Meet three of the creative people who fill this issue’s pages.
Elaine Li is a food photographer, food scientist and, if those weren’t clues, an all-round food enthusiast. In her day job she develops innovative and easy-to-cook frozen products that help consumers gain confidence in the kitchen.
Elaine discovered her passion for food photography as a way to showcase dishes she created. “Marrying food and photography is the most interesting, yet challenging thing – it involves a lot of problem solving on the fly,” says Elaine, who visited Fiona’s Cuisine in Caledon for this issue. “With a little bit of creativity and an eye to finding the beauty in food, you can always find a way to make it shine and tell its story.”
Elaine is a new Orangeville resident and says she is loving the town’s community vibes, along with its abundant restaurants, and nearby farms and breweries which satisfy her never-ending craving for good eats. When she’s not dining or cooking, Elaine also enjoys snuggling with her dog, “who is also a major foodie!”
Inspired by nature, Fisher Monahan often finds himself outdoors, pen and paper in hand, drawing whatever happens to be in his way. The 18-year-old’s art reflects this casual approach to adventure – not taking anything too seriously, but still looking for vivid experiences wherever he goes.
The Creemore native is currently walking to San Francisco from Abbotsford, British Columbia, writing stories and drawing things in his trusty notebook. His previous adventure stories can be found in his Sweetgrass Chronicle series of short books, available on his website, sweetgrasschronicles.com. He publishes them himself, carefully curating each page with his full attention. “But hey, maybe a ‘real’ publisher might want to pick them up someday,” he says. During his first outing for In The Hills, Fisher hiked along the Pine River to contemplate and chronicle the flora and fauna he encountered, as well as a nearby reforestation project. After this, he’ll keep on walking, drawing, writing and searching for simplicity wherever he is.
Isabel Buckmaster recently completed her bachelor of journalism at the University of King’s College in Halifax with a minor in Indigenous studies at Dalhousie University. She has written for various print and online publications across Canada, including the Winnipeg Free Press and Halifax’s The Coast, along with local newspapers in Orangeville and Dundalk.
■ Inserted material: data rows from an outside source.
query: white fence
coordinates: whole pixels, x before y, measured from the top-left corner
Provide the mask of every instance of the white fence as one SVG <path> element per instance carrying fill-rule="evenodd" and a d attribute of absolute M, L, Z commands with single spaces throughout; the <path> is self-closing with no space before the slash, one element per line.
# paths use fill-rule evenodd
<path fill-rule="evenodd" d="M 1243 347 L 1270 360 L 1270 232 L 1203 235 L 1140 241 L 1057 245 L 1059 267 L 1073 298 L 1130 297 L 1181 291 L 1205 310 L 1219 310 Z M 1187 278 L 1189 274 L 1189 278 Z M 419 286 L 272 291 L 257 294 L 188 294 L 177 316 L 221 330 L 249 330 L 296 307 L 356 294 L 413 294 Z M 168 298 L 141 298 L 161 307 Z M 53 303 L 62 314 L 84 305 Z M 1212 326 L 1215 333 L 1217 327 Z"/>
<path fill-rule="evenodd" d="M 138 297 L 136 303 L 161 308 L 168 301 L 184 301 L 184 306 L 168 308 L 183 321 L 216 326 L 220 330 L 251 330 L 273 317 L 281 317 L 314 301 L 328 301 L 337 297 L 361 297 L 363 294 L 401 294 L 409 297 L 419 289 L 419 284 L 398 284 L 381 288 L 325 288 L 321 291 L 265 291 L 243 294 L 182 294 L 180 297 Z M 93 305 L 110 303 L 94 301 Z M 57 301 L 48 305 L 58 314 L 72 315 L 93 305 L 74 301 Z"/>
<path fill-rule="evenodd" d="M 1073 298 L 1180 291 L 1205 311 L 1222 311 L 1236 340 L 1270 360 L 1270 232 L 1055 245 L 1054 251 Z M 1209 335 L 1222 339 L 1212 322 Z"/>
Isabel is particularly interested in covering the environment and Indigenous affairs, as well as local politics. In addition to freelance writing, she is currently working as a reporter/editor at CityNews Kitchener.
In her first piece for this magazine, Isabel, who lives in Flesherton with her family, dove into the world of community kitchens in Orangeville and Palgrave – hives of activity, as she described them – to explore how they function and who is rolling up their sleeves to cook in them.
When she’s not digging for new stories, she can be found with her cat, dancing to loud music or reading.